Cross-Account Machine Learning Model Deployment

Question

Pulumi · Accepted Answer

In order to perform a cross-account machine learning model deployment, you would typically set up your machine learning model in one AWS account, and then deploy it to a different AWS account where you want the model to be used. This can be achieved in AWS by using AWS SageMaker, which provides the ability to build, train, and deploy machine learning models at scale.

First, you would create and train your model using Amazon SageMaker in your source account. Once your model is trained, you would create a model package that includes the inference code and the trained model artifacts.

You can then share this model package to your target AWS account, where you can create an endpoint for real-time inference or a batch transform job for batch inference. Typically, you use AWS Identity and Access Management (IAM) roles and resource-based policies to grant the necessary permissions across accounts.

Below, I'll provide you with a Pulumi program written in Python that sets up the necessary infrastructure for a cross-account machine learning model deployment scenario using the `aws-native.sagemaker.ModelPackageGroup` resource, which makes it possible to manage and deploy machine learning models on Amazon SageMaker.

```python
import pulumi
import pulumi_aws_native as aws_native

# Define settings for the source account
source_account_id = "123456789012"  # Replace with your source AWS account ID
source_account_role_name = "SageMakerCrossAccountRole"  # Role name in the source account

# Define settings for the target account
target_account_id = "210987654321"  # Replace with your target AWS account ID
target_account_role_name = "SageMakerCrossAccountRole"  # Role name in the target account

# Assume an IAM role that gives access to the target account
assume_role_policy = aws_native.iam.get_policy_document(statements=[{
    'actions': ['sts:AssumeRole'],
    'principals': [{
        'identifiers': [f"arn:aws:iam::{source_account_id}:root"],
        'type': 'AWS',
    }]
}])

# Create an IAM role that can be assumed by the source account
target_account_role = aws_native.iam.Role('target-account-role',
    assume_role_policy=assume_role_policy.json
)

# TODO: Set up the trust relationship and permissions for the SageMaker execution role.

# Creating a ModelPackageGroup in the target AWS account using Amazon SageMaker
model_package_group = aws_native.sagemaker.ModelPackageGroup("model-package-group",
    model_package_group_name="cross-account-model-package-group",
    model_package_group_description="A Model Package Group for cross-account deployment",
    # Define the resource policy to allow the source account to access this ModelPackageGroup
    model_package_group_policy={
        "Version": "2012-10-17",
        "Statement": [
            {
                "Effect": "Allow",
                "Principal": {
                    "AWS": f"arn:aws:iam::{source_account_id}:role/{source_account_role_name}"
                },
                "Action": [
                    "sagemaker:CreateModelPackage",
                    "sagemaker:DeleteModelPackage",
                    "sagemaker:DescribeModelPackage",
                    "sagemaker:ListModelPackages",
                    "sagemaker:DeployModelPackage"
                ],
                "Resource": f"arn:aws:sagemaker:*:{target_account_id}:model-package-group/{model_package_group.model_package_group_name}"
            }
        ]
    }
)

# Output the ARN of the ModelPackageGroup
pulumi.export("model_package_group_arn", model_package_group.arn)

```

In this program:
- We define variables for the source and target account IDs and role names.
- An IAM policy document (`assume_role_policy`) is created that allows the source account to assume a role in the target account.
- A SageMaker `ModelPackageGroup` is created within the target account, with a resource policy attached that allows the source account to perform actions on the model packages in the group.
- Finally, the ARN of the `ModelPackageGroup` is exported for reference.

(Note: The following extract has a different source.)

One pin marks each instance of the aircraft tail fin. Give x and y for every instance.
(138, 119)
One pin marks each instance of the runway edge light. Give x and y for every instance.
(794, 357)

Please ensure that the AWS provider for Pulumi is configured with correct credentials that have the necessary permissions to create and manage the resources in both AWS accounts. You might need to configure additional permissions and trust relationships between the accounts to allow for resource sharing and access. This is a simplified example, and in a real-world scenario, you would need to handle the specific IAM permissions, the actual training of the models using SageMaker, and the final deployment in more detail.